We picked up a poddy calf today. He was born in the yards Wednesday night, and after trucking them to their new paddock yesterday, we went back to pack up the portable yards and found him all alone. Poor little fella. I'll have pictures to lost of him soon 
_Posted via Mobile Device_


----------



## PintoTess (Aug 18, 2010)

Aww its always sad with the Poddy calves :/ But they are so so cute :3


----------



## wild_spot (Jan 30, 2008)

Ok, so we found a other little bull calf in the paddock we mustered, so we now have two poddy's 

Any name suggestions? Both boys. 









_Posted via Mobile Device_


----------



## PintoTess (Aug 18, 2010)

T-Bone  Nah thats cruel lol!


----------



## Chiilaa (Aug 12, 2010)

PintoTess said:


> T-Bone  Nah thats cruel lol!


As a kid, all our poddies were food related names. Chop, Mince, Steak, Stew etc. Mostly lambs, but a few calves in there too lol.


----------



## Chevaux (Jun 27, 2012)

Here's my names -- Earl and Henrry. They're darlings.


----------



## smrobs (Jul 30, 2008)

I have no name suggestions, but I am wondering what you do with those calves. I am assuming that you probably couldn't match them back up with their momma's. Does someone take them and bottle feed them or are they used as veal?

We always ended up with bottle calves when I was a kid, the only one I can remember the name of was Sampson.


----------



## wild_spot (Jan 30, 2008)

Yep mommaswft them. Maiden heifers so not much chance of them comin back. Normally the boss puts them
Down but be said he is sick of having to do it, and his wife and daughter and I said we were willing to raise them. So they will be bottle calves and when bigger will go out with the horses. 

I already named another calf T-Bone ha ha so it's taken!
_Posted via Mobile Device_


----------



## wild_spot (Jan 30, 2008)

Mommas left*
_Posted via Mobile Device_


----------



## smrobs (Jul 30, 2008)

Poor guys. Hmm, Mike and Ike (candy, but still a food LOL)? Riff and Raff? Babe and Blue (my brother used to have a pair of trained driving oxen with those names)?


----------



## barrelbeginner (Jan 31, 2012)

Bert and Ernie lol


----------



## Darrin (Jul 11, 2011)

Chiilaa said:


> As a kid, all our poddies were food related names. Chop, Mince, Steak, Stew etc. Mostly lambs, but a few calves in there too lol.
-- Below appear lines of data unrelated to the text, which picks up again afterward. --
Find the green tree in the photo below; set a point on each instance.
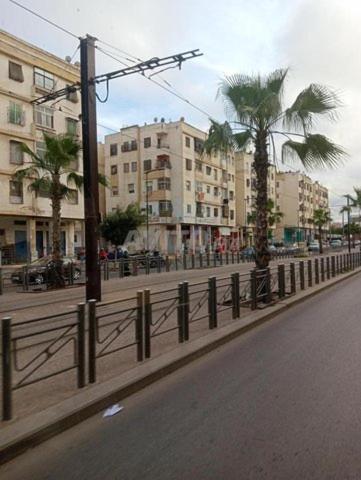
(256, 115)
(321, 218)
(53, 174)
(116, 225)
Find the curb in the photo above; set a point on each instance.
(31, 431)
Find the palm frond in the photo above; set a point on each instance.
(75, 179)
(316, 151)
(220, 138)
(312, 101)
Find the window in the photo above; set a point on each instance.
(16, 192)
(147, 165)
(43, 79)
(163, 183)
(165, 208)
(113, 149)
(16, 153)
(73, 197)
(71, 126)
(16, 72)
(149, 186)
(72, 94)
(16, 114)
(44, 116)
(125, 147)
(198, 166)
(40, 149)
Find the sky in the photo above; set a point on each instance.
(317, 40)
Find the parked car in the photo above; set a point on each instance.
(38, 271)
(314, 247)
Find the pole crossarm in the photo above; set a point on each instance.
(141, 67)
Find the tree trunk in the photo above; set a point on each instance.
(57, 279)
(320, 238)
(261, 169)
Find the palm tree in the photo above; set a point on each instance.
(52, 174)
(321, 217)
(256, 116)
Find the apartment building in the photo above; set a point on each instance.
(189, 196)
(246, 193)
(26, 73)
(297, 197)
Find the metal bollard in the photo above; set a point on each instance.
(139, 326)
(293, 278)
(81, 345)
(235, 295)
(212, 302)
(6, 369)
(92, 338)
(147, 322)
(317, 272)
(281, 280)
(309, 265)
(322, 269)
(302, 274)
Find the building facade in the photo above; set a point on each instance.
(189, 196)
(26, 73)
(297, 197)
(246, 193)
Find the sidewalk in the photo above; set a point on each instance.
(37, 421)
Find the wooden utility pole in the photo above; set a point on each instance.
(90, 166)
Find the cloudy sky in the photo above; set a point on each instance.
(318, 40)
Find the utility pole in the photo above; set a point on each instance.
(90, 165)
(348, 224)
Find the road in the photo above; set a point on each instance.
(281, 402)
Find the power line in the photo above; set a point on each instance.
(44, 19)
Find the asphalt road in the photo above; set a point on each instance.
(281, 402)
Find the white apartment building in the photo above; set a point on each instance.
(26, 73)
(190, 196)
(297, 197)
(246, 196)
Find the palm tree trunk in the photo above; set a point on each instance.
(261, 169)
(58, 278)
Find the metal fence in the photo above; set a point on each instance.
(146, 324)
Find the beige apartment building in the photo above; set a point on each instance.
(297, 197)
(26, 73)
(246, 196)
(190, 196)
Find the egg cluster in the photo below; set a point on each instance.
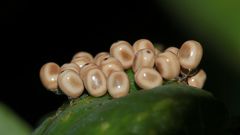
(105, 72)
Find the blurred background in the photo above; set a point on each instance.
(36, 32)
We had angus when I was growing up, dad would randomly point to one and tell my sister and I their name was T-bone, hamburger, steak, etc so we understood they were for eating and not pets.

Poddy is as interesting as us calling ours bummers. Wonder where the names come from for orphaned calves?


----------



## barrelbeginner (Jan 31, 2012)

I had a pig named bacon ham and chops hhaha


----------



## wild_spot (Jan 30, 2008)

They have been christened shorty and mick  I made a little rope halter last nigh so we can teach them to lead, omg it is the cutest thing!
_Posted via Mobile Device_


----------



## wild_spot (Jan 30, 2008)

_Posted via Mobile Device_


----------



## smrobs (Jul 30, 2008)

Awwww!!! Cuteness!!!


----------



## Chevaux (Jun 27, 2012)

They are awfully precious. Since they are a matched set, I don't suppose they can be turned into a team of oxen when they grow up???


----------



## wild_spot (Jan 30, 2008)

Some more photos uploaded! Mostly landscapes, we climbed the ridge behind our quarters.
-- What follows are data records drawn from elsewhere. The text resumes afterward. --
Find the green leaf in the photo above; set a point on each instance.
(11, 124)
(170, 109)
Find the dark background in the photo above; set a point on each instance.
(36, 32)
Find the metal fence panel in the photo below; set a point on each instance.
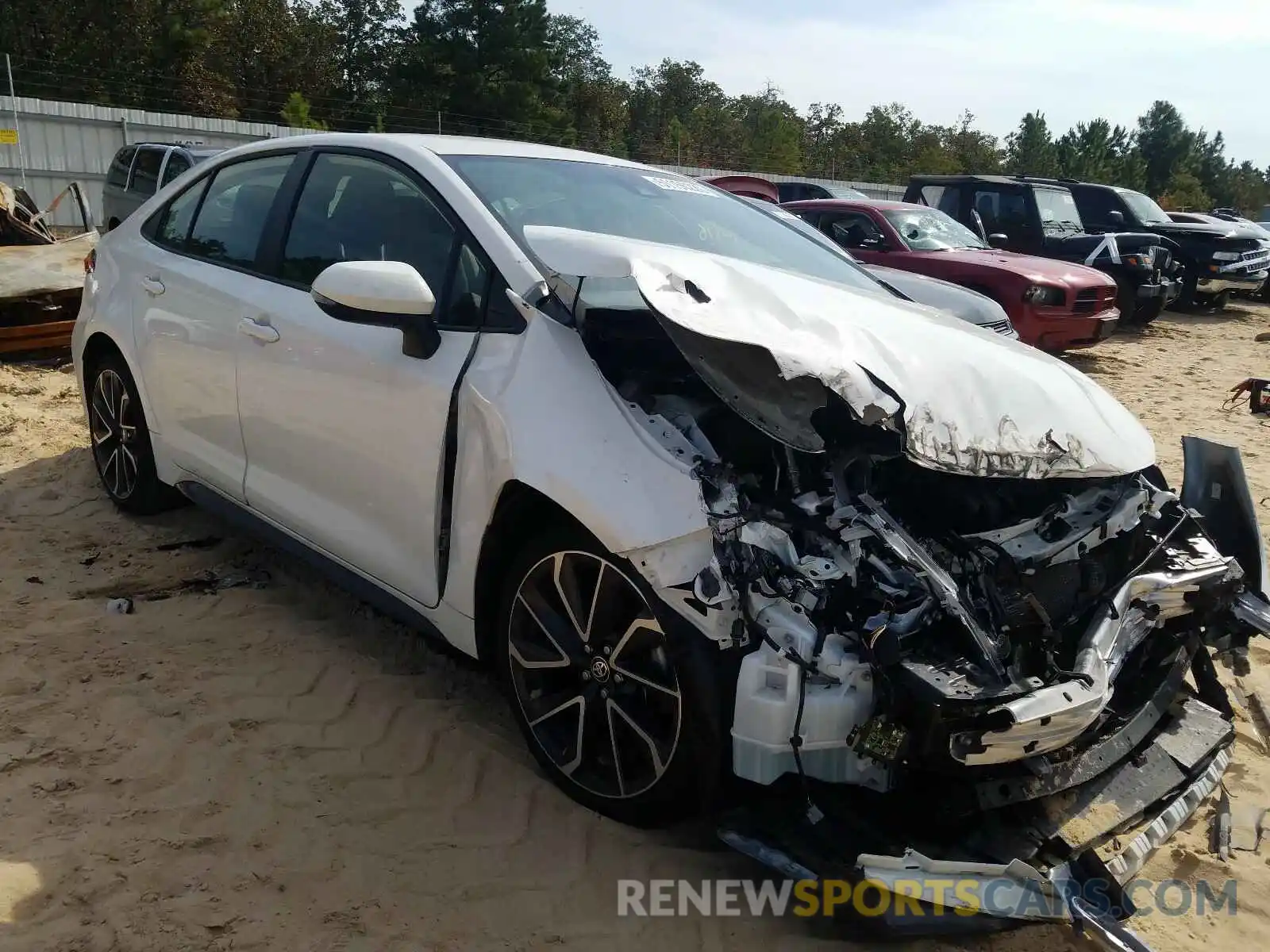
(76, 141)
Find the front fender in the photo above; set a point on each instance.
(535, 409)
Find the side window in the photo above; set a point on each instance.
(353, 209)
(850, 228)
(1003, 211)
(177, 164)
(175, 219)
(950, 201)
(118, 171)
(145, 171)
(1095, 205)
(469, 292)
(233, 215)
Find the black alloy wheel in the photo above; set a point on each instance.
(592, 674)
(122, 452)
(622, 702)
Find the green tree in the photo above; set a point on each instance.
(658, 94)
(1030, 149)
(772, 131)
(594, 101)
(296, 113)
(1185, 194)
(1165, 145)
(364, 46)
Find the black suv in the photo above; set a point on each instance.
(1041, 217)
(1216, 259)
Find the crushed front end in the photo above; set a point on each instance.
(964, 678)
(962, 601)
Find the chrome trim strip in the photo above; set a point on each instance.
(1054, 716)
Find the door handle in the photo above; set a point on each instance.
(258, 332)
This is one of the iron ore trains that run every hour or so in front of the homestead. They are so long I couldn't fit the whole train in one frame, and I've been told there is an estimated 2 million dollars profit made on each and every trainload of ore.
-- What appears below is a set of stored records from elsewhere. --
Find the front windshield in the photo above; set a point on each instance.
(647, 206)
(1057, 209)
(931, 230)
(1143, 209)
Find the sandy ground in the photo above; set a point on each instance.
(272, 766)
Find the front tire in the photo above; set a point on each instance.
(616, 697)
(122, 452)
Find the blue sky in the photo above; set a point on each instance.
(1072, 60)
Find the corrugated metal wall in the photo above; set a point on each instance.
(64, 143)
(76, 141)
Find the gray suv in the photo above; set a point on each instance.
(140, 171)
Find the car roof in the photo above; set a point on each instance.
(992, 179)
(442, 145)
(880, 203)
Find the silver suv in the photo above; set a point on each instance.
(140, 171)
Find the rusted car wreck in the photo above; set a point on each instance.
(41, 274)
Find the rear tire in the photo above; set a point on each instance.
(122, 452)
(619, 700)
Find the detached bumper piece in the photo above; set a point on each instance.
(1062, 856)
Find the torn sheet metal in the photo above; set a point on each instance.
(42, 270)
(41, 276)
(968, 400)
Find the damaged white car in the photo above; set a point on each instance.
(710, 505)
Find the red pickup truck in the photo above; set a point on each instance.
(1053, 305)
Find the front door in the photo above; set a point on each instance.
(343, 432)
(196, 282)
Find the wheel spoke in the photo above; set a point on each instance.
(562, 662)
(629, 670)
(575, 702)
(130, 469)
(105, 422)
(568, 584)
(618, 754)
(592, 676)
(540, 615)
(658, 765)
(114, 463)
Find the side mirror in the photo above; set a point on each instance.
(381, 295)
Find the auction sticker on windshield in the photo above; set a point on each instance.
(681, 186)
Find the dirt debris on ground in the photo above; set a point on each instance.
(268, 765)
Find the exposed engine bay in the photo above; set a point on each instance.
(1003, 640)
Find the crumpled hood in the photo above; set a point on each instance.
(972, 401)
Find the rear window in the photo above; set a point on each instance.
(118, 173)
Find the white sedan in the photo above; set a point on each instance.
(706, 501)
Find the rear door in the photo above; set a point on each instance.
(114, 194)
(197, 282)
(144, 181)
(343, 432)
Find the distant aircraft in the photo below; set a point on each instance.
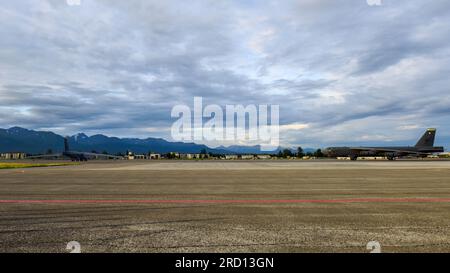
(74, 155)
(423, 148)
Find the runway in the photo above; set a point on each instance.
(236, 206)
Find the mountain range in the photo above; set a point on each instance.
(17, 139)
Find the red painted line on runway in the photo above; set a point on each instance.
(230, 201)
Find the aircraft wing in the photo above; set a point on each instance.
(103, 155)
(385, 150)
Being artsy with my camera. 



















You can see the staff quarters behind me in this photo. 










This is the staff quarters, and some of the horse paddocks to the right. 










This is further right than the last photo, showing more horse paddocks, the yards and arena, then the workshop and various sheds. The main homestead is further right again.


----------



## boots (Jan 16, 2012)

Very pretty. Looks similar to the country I live in.


----------



## Chevaux (Jun 27, 2012)

Thank you! Being on this forum is like getting an internet version of National Geographic. Please send more.


----------



## smrobs (Jul 30, 2008)

Gorgeous pictures!


----------